One of the limitations of the proposed method is that the molecule used as bait could fail to fold properly and the expected effects would not be found. In this situation, the interactions found could not be associated to the effect. However, this method can be especially interesting for the interactions involved in signal transduction pathways because they are usually carried out by intrinsically disordered regions32 and therefore they do not require an ordered folding. In addition, one of the advantages of the proposed method is that the time course of the interaction can be followed, which is especially relevant for transient interactions. Furthermore, the relevance of each residue on the interaction can be easily studied. Indeed, it is possible to study the relevance of posttranslational modifications on protein-protein interaction, for instance, by phosphomimetic substitution of glutamate for serine or threonine.

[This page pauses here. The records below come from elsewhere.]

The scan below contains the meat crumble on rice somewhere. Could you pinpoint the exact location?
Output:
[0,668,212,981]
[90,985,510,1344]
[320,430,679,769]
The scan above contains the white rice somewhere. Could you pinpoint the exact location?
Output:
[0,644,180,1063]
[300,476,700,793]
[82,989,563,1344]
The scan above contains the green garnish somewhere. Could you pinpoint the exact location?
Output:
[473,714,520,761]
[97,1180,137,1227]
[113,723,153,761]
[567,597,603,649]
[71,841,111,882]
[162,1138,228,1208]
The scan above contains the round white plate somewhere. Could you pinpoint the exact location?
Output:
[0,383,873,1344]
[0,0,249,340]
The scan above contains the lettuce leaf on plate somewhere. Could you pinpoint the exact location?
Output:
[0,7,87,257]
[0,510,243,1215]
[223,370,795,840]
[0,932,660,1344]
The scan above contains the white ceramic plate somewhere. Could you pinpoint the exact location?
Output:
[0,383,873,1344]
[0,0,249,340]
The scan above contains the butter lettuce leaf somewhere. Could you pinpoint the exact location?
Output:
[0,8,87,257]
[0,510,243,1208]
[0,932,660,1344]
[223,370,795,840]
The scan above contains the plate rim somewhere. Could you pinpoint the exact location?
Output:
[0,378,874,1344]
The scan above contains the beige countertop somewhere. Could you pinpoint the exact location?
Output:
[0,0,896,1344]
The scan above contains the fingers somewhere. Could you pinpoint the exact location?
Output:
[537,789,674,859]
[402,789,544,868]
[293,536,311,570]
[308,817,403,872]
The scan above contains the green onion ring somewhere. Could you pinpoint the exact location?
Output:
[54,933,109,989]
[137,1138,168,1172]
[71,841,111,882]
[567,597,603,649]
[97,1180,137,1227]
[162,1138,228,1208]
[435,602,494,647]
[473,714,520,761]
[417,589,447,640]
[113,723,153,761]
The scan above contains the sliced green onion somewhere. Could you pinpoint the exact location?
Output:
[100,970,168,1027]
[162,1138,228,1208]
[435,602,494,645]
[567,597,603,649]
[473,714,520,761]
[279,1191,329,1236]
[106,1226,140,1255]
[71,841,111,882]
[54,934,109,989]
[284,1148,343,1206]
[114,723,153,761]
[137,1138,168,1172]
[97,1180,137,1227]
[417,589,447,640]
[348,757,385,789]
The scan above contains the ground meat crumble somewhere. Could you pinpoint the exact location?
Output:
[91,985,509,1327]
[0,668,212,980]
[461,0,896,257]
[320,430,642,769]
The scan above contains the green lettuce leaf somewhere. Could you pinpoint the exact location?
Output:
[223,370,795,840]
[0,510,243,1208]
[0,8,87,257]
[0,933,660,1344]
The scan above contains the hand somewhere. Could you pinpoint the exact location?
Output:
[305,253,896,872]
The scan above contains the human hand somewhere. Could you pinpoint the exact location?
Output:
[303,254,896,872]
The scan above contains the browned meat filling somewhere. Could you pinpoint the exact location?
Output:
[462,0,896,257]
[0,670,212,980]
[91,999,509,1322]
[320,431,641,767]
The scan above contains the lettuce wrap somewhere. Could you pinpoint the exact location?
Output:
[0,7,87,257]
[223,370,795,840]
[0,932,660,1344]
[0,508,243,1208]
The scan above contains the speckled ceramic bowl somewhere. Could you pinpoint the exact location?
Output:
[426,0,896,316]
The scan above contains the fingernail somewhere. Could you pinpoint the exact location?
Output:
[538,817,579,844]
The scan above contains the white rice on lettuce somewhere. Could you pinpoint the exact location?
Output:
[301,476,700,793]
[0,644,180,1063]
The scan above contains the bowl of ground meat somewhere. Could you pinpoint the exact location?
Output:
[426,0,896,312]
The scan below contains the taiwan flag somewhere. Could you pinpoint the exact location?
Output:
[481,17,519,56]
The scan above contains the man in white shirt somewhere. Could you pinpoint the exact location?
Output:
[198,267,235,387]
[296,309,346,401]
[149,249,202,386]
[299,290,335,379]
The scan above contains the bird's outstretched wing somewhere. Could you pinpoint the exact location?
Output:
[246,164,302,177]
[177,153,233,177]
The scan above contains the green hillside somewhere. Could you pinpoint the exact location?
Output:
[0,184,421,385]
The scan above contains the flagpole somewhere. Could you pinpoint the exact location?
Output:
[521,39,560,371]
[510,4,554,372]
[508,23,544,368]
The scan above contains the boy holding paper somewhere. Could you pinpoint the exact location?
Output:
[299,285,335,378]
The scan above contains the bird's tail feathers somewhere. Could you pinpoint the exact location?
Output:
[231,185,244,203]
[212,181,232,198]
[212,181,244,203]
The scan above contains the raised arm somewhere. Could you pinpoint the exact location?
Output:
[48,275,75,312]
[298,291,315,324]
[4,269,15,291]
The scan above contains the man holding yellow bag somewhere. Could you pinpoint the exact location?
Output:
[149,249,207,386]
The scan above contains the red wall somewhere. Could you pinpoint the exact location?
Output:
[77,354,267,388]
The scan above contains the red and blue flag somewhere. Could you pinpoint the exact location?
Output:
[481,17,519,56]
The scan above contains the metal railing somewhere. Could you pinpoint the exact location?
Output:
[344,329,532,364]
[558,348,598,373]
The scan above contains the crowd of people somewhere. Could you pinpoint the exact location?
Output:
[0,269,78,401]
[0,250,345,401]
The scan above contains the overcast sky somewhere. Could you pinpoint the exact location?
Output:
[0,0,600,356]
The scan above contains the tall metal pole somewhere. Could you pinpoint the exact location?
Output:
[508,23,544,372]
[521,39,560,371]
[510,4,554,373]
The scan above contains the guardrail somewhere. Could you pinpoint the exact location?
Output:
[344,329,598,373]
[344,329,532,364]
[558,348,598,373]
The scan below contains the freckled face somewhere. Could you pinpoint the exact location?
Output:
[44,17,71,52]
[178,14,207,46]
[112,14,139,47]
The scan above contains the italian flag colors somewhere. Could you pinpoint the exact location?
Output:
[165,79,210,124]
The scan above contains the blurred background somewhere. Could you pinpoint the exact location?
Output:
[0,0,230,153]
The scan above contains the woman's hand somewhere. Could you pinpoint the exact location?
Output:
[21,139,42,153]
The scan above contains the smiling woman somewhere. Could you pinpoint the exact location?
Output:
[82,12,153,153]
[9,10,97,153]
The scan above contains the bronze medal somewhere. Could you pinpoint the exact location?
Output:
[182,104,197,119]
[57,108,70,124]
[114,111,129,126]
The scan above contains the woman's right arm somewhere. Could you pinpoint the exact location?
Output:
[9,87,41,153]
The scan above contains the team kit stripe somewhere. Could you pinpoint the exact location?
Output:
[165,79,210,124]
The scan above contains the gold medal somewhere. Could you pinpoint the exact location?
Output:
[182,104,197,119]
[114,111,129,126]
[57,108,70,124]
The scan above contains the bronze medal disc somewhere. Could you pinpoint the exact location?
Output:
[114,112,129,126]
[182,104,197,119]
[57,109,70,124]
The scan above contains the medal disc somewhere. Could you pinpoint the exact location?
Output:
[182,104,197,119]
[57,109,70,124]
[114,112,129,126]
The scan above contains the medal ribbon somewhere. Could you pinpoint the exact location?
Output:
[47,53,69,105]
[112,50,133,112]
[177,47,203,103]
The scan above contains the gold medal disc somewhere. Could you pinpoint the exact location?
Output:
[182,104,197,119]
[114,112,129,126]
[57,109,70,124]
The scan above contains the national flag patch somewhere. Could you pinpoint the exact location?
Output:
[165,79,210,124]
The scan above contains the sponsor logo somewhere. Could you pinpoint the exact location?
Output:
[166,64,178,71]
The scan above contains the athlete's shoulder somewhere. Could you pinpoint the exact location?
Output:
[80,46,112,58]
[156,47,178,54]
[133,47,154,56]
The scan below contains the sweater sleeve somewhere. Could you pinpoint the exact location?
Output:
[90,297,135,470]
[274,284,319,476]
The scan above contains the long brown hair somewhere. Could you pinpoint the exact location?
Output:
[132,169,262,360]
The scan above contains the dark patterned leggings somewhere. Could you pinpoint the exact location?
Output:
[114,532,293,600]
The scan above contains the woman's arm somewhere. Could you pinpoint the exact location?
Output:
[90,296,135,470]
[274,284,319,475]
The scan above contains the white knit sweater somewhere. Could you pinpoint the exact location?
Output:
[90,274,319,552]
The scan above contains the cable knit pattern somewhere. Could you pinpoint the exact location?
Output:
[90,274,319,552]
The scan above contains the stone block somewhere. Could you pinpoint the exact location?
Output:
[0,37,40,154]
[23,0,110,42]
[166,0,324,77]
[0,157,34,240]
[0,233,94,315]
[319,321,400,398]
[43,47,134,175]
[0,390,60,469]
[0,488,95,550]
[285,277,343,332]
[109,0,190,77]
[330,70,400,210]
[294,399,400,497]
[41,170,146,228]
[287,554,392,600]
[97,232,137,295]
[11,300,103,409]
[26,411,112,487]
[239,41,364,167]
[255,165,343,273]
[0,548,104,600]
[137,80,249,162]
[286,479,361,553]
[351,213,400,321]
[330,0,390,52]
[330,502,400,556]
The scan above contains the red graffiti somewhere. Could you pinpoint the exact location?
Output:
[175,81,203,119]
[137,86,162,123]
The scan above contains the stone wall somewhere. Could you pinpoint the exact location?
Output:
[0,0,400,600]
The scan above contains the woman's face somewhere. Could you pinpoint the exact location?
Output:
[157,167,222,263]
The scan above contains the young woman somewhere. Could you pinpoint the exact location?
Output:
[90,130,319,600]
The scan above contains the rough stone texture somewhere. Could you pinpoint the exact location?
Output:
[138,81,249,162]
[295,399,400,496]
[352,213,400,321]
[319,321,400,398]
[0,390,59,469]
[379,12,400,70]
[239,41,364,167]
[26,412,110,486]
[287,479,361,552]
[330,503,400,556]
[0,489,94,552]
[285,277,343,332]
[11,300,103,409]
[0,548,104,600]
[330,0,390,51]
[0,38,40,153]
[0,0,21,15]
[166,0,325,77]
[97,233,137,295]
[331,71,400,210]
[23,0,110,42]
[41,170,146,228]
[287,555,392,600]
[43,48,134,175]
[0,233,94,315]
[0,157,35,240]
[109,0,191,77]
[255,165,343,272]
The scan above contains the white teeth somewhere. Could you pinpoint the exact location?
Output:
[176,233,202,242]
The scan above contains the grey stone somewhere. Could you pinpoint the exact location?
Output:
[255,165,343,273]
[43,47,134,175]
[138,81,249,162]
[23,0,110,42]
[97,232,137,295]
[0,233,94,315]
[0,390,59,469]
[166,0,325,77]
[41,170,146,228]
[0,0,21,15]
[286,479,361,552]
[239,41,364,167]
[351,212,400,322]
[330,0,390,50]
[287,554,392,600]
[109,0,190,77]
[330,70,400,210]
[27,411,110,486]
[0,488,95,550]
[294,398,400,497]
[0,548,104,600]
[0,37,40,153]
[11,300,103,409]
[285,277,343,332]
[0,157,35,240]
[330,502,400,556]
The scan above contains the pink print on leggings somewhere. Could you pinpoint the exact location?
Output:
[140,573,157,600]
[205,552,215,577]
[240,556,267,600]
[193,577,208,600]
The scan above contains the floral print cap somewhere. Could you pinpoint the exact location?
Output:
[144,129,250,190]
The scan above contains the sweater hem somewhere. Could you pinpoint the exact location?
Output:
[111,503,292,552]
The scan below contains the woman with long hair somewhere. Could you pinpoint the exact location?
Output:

Similarly, substitution of serine or threonine for alanine or tyrosine for phenylalanine allows testing the effect of non-phosphorylatable serine, threonine or tyrosine. To mimic phospho-tyrosine, the most accurate way is the substitution of Tyr for p-Tyr33.

Finally, the scope of this protocol is far beyond protein-protein interaction because this system can be applied to other bioactive cargoes such as RNA sequences, nanoparticles, viruses or other molecules that can be fused to biotin and transduced with CPP to study their intracellular mechanism of action.

Disclosures

The authors have nothing to disclose.